Strangely enough, when I mentioned that I missed those love scenes, she said she missed them as well, although not until she had finished writing the book. Still, would she have written it differently? Although she admits to writing three endings to every book she’s written, she says she always sticks with the first one. Again, she says, it’s the little things, that certain scene or line, that determine the book for her. In The Lion’s Lady, it was that line about “this very proper man looking out the window at this very, supposedly, proper lady, and mentioning that she’s eating the shrubbery. That determined the book for me. In The Gift, Nathan (the hero), was always kind of comical for me. Big, like a bull in a china store. And so I had to give him a piece of china. And in The Wedding, I wanted the reader to fall in love with him (if they didn’t in the prologue) when the priest can’t figure out what all she is saying and he repeats it word for word. And then you know how much he cares without saying it.

“Yeah, the love scenes will be back in the next book. Come the Spring was a different story because of these two guys on this hunt. And it was more in their viewpoint. Now, Ramsey and Brodick are very good friends and they sort of think alike because they’ve been raised and trained by this one man. But that one will have a lot more humor and the women are real important.”

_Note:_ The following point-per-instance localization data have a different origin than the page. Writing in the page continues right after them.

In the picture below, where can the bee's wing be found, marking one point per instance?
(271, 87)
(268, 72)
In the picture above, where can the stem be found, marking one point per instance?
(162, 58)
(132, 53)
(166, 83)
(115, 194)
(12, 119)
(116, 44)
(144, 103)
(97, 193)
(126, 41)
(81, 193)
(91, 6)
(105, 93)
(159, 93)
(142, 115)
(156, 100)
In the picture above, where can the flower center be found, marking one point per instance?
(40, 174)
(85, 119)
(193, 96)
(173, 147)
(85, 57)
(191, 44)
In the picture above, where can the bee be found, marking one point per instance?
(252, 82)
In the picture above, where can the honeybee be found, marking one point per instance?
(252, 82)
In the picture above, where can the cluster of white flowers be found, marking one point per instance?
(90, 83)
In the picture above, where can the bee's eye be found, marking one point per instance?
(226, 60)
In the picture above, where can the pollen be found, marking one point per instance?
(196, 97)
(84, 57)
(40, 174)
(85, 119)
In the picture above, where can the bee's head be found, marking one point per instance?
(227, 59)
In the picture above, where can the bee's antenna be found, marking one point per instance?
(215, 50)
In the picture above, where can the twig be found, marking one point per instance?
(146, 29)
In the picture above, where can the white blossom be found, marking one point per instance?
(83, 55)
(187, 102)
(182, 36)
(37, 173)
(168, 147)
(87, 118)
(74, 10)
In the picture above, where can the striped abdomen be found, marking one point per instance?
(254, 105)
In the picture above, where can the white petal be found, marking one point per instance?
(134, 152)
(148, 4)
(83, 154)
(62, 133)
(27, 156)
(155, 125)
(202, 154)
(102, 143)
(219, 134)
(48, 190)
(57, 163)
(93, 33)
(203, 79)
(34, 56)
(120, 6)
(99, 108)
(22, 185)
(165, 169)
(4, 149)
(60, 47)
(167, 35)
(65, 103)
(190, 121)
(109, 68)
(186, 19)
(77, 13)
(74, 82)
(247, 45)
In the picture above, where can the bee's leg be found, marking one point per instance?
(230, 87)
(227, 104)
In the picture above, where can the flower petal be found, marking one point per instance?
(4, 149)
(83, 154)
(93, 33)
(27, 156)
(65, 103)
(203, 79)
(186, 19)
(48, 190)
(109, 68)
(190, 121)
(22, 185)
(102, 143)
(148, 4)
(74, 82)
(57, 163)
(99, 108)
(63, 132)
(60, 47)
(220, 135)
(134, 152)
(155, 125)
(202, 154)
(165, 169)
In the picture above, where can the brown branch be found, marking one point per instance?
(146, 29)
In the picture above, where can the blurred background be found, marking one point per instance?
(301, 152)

When I interjected that that should be the case in a book where two men are on a bride hunt, Julie responded, “But for them, that means like you and I would run out and get a diet Coke.”

It’s that sense of humor which pulls me back to Julie Garwood book after book. One of her goals in writing, which she says is a process she loves even when it’s not going well, is to make people laugh. When she wrote The Gift (a book criticized by some readers as having a heroine very nearly too stupid to live), her favorite letter of all she received came from an intern at Mass. Gen. The letter said, “I read The Gift. You made me laugh. Thank you – the end.” Julie treasures that letter, which let her know she did “her job”.

It’s always hard to interview a favorite author and not have it come off sounding like a gush job. I’m glad Julie’s been around to do her job for the past dozen years and I hope she’s around to do it for another dozen, at least. While some of her answers in our interview very nearly defied logic, I know that life and its answers aren’t always logical. In the immortal words of a classic Saturday Night Live episode, “Sometimes a banana is just a banana, Anna.”

–Laurie Likes Books

January 7, 1998:

I spoke with Julie on the phone last night; she read me a review from People about Come the Spring. She didn’t know what the phrase “respectible genre fiction” meant.

My response was that, for People, that phrase was probably considered an oxymoron and that she should consider herself complimented.

Also, since she mentioned during our interview that January 1 was the date she was supposed to have decided whether her next book to be finished would be the medieval sequel to The Secret or a contemporary, I asked her what the decision had been.

She told me Pocket hasn’t been in touch with her so she’s continuing to work on both of them. She also indicated that there is a good chance Ramsey and Brodick’s stories would be told individually rather than together as a dual romance.

And, even though she didn’t ask, I told her my preference would be for her to write the medieval next. If she’s at all concerned about maintaining her readership, I explained, she should go back to what we love. If that one’s a hit, then it should be alright to introduce us to Julie Garwood, contemporary romance writer.